Is it really true that OLTL’s Hillary Smith is. . . Practically Perfect
Soap Opera Weekly January 23, 1996

HILLARY SMITH (NORA BUCHANAN, ONE LIFE TO LIVE) loves being helpful. Heck, one time she even tried to help a journalist desperate for a teaspoon of dirt. 'This happened a long time ago, somewhere during the 6 ½ years I was on As the World Turns (playing Margo). A writer from TV Guide was looking for an angle for an article on me." Smith's strong eyebrows rise; her full, shapely mouth does a one-sided smile. "You know? He needed a 'hook.' He'd talked to people when I wasn't around, he'd talked to everyone and couldn't find anything. Finally, he says to me, 'I can't come up with anything!' So I said to him, 'If you're looking for a handle for your article, well... I'm perfect.'"

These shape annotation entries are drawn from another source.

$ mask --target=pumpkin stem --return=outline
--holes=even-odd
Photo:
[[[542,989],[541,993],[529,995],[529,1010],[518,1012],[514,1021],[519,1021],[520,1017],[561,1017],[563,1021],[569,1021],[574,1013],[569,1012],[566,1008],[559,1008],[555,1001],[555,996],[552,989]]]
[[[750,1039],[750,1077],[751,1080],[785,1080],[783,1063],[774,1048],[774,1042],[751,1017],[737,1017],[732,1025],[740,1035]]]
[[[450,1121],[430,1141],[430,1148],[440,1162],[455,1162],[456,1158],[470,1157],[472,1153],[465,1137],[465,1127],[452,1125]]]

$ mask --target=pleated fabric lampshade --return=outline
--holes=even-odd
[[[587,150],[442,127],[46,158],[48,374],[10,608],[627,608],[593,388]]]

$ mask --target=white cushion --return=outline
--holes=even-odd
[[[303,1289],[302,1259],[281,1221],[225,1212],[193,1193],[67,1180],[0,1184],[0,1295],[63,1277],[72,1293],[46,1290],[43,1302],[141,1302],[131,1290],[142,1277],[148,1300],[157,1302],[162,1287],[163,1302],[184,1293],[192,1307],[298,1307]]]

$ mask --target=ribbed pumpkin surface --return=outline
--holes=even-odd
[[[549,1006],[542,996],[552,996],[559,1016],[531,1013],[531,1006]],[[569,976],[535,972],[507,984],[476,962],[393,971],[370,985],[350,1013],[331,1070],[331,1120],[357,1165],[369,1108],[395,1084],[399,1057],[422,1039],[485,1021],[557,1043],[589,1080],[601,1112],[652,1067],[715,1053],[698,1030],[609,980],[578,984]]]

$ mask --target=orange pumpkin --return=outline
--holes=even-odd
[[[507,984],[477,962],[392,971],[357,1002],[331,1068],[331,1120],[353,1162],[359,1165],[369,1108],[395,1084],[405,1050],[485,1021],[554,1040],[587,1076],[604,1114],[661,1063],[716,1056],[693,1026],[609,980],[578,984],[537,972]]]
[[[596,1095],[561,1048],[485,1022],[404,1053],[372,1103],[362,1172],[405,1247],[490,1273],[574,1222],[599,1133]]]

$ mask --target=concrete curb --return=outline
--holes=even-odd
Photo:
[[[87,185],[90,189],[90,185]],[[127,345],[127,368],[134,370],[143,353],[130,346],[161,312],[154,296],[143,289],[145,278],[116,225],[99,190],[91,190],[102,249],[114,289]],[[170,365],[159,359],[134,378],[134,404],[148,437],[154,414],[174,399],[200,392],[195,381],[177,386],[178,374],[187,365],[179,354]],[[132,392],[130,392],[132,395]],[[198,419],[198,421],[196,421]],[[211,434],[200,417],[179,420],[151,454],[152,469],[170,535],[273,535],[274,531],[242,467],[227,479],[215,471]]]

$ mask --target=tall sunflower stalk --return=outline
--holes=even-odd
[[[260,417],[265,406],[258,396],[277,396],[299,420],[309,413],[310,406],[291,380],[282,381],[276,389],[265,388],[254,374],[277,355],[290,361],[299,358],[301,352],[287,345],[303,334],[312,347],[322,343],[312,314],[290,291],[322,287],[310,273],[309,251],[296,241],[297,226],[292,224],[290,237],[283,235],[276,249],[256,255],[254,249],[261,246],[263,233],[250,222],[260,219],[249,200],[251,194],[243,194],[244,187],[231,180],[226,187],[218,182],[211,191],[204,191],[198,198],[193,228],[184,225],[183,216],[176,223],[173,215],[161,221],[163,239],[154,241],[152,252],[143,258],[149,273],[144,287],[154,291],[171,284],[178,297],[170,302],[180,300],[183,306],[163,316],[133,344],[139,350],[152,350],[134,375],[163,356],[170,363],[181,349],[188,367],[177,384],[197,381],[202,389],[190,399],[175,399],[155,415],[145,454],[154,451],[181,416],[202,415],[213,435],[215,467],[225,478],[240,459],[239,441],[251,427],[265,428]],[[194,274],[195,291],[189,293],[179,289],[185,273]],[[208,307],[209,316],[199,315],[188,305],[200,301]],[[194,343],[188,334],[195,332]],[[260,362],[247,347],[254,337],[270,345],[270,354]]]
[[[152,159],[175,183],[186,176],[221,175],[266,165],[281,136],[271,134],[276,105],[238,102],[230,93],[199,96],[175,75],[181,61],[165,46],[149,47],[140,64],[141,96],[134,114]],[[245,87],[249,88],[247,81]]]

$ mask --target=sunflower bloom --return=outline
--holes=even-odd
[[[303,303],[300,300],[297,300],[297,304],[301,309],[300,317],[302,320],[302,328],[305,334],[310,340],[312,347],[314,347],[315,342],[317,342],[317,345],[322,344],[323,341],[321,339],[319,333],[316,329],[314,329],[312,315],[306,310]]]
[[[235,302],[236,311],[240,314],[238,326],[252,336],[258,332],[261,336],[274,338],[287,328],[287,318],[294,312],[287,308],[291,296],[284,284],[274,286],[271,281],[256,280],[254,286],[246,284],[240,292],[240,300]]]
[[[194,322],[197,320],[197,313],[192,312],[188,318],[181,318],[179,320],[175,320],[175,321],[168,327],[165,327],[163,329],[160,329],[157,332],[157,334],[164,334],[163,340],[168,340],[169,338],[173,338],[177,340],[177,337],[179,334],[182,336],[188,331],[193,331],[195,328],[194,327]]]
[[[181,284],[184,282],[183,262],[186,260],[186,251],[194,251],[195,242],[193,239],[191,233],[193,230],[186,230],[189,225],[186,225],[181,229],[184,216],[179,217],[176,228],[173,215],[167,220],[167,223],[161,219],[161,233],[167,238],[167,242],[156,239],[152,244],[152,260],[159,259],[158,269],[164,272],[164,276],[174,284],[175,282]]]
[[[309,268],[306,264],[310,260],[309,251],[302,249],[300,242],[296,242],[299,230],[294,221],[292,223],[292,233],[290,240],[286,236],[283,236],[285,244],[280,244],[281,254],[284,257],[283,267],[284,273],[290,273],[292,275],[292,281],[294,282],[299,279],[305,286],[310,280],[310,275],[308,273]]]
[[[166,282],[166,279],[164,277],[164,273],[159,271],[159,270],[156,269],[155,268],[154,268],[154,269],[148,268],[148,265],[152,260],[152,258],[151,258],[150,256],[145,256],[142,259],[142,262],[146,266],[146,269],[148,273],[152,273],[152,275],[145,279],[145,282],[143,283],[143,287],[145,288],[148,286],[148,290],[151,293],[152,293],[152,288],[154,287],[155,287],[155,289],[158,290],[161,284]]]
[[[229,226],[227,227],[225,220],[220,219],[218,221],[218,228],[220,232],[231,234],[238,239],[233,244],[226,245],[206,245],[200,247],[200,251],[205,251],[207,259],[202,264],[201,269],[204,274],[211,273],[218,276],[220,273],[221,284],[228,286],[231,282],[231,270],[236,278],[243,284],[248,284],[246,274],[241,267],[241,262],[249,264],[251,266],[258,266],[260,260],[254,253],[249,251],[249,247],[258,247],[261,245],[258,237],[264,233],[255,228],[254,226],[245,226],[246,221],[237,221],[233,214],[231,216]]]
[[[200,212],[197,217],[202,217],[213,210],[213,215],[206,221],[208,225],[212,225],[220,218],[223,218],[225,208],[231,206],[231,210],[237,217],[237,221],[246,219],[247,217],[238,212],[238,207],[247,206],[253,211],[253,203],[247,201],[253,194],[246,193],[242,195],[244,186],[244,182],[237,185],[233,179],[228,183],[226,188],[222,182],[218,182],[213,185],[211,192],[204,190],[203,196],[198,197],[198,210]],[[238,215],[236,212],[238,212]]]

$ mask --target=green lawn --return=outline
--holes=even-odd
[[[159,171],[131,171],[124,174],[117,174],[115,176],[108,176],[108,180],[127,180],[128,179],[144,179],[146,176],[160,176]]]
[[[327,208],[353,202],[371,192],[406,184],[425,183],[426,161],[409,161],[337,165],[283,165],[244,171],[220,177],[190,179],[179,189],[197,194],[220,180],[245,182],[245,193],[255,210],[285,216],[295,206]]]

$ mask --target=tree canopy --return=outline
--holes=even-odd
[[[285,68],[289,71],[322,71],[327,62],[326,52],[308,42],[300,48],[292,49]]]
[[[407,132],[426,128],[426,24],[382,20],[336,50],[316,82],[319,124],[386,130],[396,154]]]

She delivers the line without laughing, her face frozen in a comic look of exaggerated innocence. It's her good friend and dressing-room mate Susan Haskell (Marty) who cracks up. A perfect person? This maniac? "Yeah, right," Haskell teases, playing the moment with extravagant disrespect.

Professionally, Smith does not have a perfect track record: To date, it's merely exceptional. Most actors among the 10 percent earning a living at their craft don't earn it in theater plus television plus feature films. Smith has hit all three, starting with an off-Broadway play while still studying at the high-IQ Sarah Lawrence College. Theater jobs in both off-Broad- way and Broadway productions continued after graduation, and keep on coming. During the last four years, Smith has performed on Broadway in the Pulitzer Prize-winner The Heidi Chronicles and the off-Broadway success Lips Together, Teeth Apart, to cite a pair of high points.

Most of Smith's paychecks, as daytime-watchers well know, have been issued by television. In 1982, the Massachusetts native started a year of tube time on The Doctors, as nurse Kit McCormick. Not long after that, she replaced Margaret Colin as Margo on AIWT; “Any cast with Justin Deas in it is a great cast," Smith states about her first Tom Hughes.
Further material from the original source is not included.